VIDÉO. Emmanuel Macron a-t-il raison de dire qu'on peut "trouver du travail en traversant la rue" ?

VIDÉO. Emmanuel Macron a-t-il raison de dire qu'on peut "trouver du travail en traversant la rue" ?
Emmanuel Macron le 17 septembre 2019 à l'Élysée.

, publié le lundi 17 septembre 2018 à 11h00

DÉCRYPTAGE. Le chef de l'État a suggéré à un jeune homme au chômage de se tourner vers les secteurs de l'hôtellerie, de la restauration ou encore du bâtiment, arguant qu'il "n'y (avait) pas un endroit où je vais où ils ne me disent pas qu'ils cherchent des gens".

Qu'en est-il vraiment ?

Du travail dans la restauration, "je traverse la rue, je vous en trouve". La suggestion de se réorienter lancée par Emmanuel Macron à un jeune horticulteur au chômage a fait le tour des médias et réseaux sociaux ce week-end, suscitant de nombreux commentaires.

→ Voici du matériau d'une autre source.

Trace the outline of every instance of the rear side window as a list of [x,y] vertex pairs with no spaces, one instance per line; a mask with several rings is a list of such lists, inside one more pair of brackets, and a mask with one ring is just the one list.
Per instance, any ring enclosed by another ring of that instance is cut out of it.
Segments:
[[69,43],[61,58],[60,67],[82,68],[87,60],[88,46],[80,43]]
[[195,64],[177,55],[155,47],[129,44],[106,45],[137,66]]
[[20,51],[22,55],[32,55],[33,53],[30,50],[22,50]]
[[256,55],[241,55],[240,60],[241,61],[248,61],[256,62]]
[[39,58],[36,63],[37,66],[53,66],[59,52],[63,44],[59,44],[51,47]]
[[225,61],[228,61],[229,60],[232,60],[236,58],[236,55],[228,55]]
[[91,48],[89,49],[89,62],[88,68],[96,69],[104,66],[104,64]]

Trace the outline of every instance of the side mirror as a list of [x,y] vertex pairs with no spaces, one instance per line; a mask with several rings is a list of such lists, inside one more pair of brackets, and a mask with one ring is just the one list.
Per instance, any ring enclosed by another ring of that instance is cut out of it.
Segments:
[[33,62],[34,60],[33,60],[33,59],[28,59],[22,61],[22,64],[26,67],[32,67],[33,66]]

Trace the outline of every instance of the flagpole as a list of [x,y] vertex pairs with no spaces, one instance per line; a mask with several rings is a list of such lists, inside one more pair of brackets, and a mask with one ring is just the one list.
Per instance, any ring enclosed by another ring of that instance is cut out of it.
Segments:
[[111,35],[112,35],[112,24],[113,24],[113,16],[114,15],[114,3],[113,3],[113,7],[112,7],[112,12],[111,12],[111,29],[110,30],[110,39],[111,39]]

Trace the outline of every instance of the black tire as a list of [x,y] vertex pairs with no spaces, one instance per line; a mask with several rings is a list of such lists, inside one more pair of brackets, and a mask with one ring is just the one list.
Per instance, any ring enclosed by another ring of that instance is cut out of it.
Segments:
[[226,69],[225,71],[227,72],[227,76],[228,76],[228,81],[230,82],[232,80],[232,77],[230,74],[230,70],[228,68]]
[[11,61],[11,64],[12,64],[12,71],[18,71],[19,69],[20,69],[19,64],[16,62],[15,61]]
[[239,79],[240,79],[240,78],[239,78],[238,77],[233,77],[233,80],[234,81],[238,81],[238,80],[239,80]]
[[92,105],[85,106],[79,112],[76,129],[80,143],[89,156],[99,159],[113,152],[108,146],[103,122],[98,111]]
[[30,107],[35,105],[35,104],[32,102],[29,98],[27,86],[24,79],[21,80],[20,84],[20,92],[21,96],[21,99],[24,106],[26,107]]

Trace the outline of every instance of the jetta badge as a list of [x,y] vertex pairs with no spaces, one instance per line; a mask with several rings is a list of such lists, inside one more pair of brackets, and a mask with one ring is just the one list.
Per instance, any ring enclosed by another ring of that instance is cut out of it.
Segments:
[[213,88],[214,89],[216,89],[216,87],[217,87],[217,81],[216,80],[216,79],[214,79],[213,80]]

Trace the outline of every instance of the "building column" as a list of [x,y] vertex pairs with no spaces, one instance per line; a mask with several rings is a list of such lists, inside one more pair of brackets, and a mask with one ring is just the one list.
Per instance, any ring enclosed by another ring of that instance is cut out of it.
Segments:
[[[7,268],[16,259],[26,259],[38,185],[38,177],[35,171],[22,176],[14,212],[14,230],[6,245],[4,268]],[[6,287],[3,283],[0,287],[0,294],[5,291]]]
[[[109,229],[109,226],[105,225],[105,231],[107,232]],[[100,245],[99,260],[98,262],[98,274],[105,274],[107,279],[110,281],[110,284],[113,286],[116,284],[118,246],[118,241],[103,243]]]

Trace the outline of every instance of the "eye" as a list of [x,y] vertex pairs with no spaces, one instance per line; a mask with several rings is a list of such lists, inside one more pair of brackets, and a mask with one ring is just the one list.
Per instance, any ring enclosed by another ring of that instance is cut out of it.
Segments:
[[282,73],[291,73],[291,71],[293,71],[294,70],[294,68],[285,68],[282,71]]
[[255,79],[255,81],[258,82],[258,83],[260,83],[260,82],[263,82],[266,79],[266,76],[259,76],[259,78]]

"J'ai 25 ans, j'ai beau envoyer des CV et des lettres de motivation, ça ne fait rien", avait confié samedi 15 septembre au président ce jeune homme, venu au palais de l'Élysée à l'occasion des journées du patrimoine. "Vous voulez travailler dans quel secteur ?", l'interroge alors le président dans un bref échange capté par les caméras. "À la base, je suis en horticole", répond le jeune homme. Le président lui suggère de changer de secteur. "Si vous êtes prêt et motivé, dans l'hôtellerie, les cafés et la restauration, dans le bâtiment, il n'y a pas un endroit où je vais où ils ne me disent pas qu'ils cherchent des gens. Pas un! Hôtels, cafés, restaurants, je traverse la rue, je vous en trouve !", poursuit le président de la République en désignant d'un geste les rues alentour.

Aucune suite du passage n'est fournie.